A Vontade e Brahman: Schopenhauer descobre os Vedas
Maya, em sânscrito, tem o significado original de
“poder criativo-mágico” do Divino. Através deste poder (Maya), Deus se torna o
mundo, e o mundo, no final, se torna Deus. Deus encena uma peça, chamada
“lila”, e o mundo é o grande palco onde acontece essa peça divina. Brahman, a
realidade última, é, assim, um grande mago que se transforma no mundo. A
palavra “Maya”, de “poder criativo mágico” passou a significar, com o tempo, o
estado psicológico de um ser humano sob o feitiço ou encantamento da peça
mágica. A ilusão de Maya é o estado em que nos encontramos cotidianamente
quando tomamos os acontecimentos, os eventos do mundo como existindo objetiva e
independentemente de nós. Estamos presos no feitiço de Maya quando tomamos o
nosso “eu” como distinto do “mundo”. Sob o feitiço de Maya, ignoramos que
Brahman, a realidade última e Atman, a nossa alma individual, a fonte última e
mantenedora de todos os seres, é Um, formam uma Unidade: “Tu és isso”. É o que
nos dirá também Schopenhauer: meu corpo e meu pequeno “eu” não são mais do que
a manifestação (aparência) de uma mesma Vontade da qual o mundo é um espelho,
tal como Brahman é o próprio mundo no seu jogo transformístico. O ensinamento
básico dos Vedas é que as coisas e os eventos fenomênicos são manifestações de
uma mesma realidade última (Brahman). Quando Schopenhauer diz que sua doutrina
expressa, em linguagem racional, a essência da sabedoria Védica, ele está
afirmando que sua doutrina ensina o que ensina basicamente o hinduísmo: toda
ordem fenomênica é objetivação de uma única e mesma Vontade, todos os seres
existentes são manifestações de uma única e mesma Vontade. Mas Schopenhauer não
chega a assumir todas as consequências de sua apropriação da metafísica
religiosa hindu. A Vontade, que Schopenhauer diz ser a essência do mundo, não
chega a se identificar totalmente com Brahman, já que Brahman, embora
onipresente, é o Divino que se transforma no mundo, é uma espécie de mago
dotado de um poder criativo e mágico (maya); o mundo é criação do poder mágico
do Divino, mas Schopenhauer insiste em que a Vontade não é a causa eficiente do
mundo, o que não nos impede de ver nela um pouco das qualidades místicas de
Brahman, já que, tal como Brahman é Atman quando se expressa na forma da alma
humana, a Vontade também se objetiva em cada fenômeno, em cada ser do mundo
orgânico e inorgânico. As aproximações da filosofia de Schopenhauer com a
escola Vedanta, que se baseia nos Upanishads, não devem, portanto, ser
substimadas. Os hindus ensinam “moksha”, a experiência de libertação do
encantamento de Maya, assim como Schopenhauer ensina a “negação da vontade”
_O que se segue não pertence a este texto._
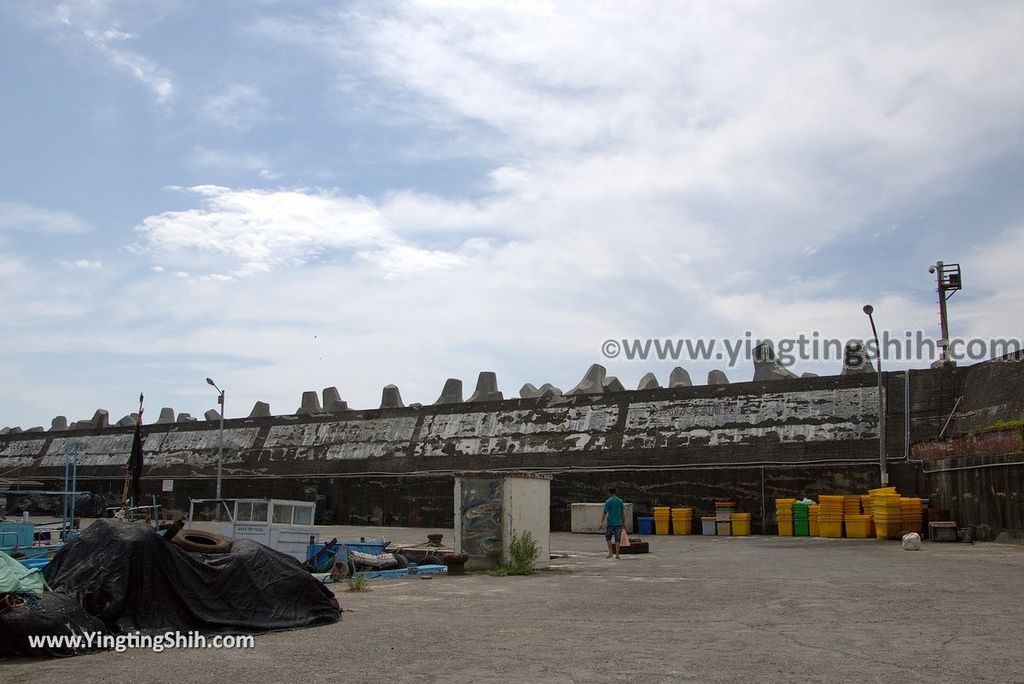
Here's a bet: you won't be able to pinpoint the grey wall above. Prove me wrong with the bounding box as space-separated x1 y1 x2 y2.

como o caminho de libertação última da tirania da vontade, do desejo, que nos
faz querer viver a vida mesma tal como se nos apresenta submetida ao encanto de
Maya, identificado por ele com o “principium individuationis”. A metafísica da
Vontade em Schopenhauer não pretende ser uma explicação da causa primeira do
mundo. A filosofia, para ele, não deve se ocupar com o “de onde veio o mundo”
nem com o “para que existe”, mas apenas com “o que é o mundo”. Sua metafísica
busca compreender no mundo o fundamento mesmo desse mundo. A metafísica,
segundo Schopenhauer, não é apenas uma interpretação, mas é, sobretudo, uma
decifração. Decifrar o enigma do mundo é compreender a coisa-em-si, a saber, a
Vontade, cuja natureza é metafísica.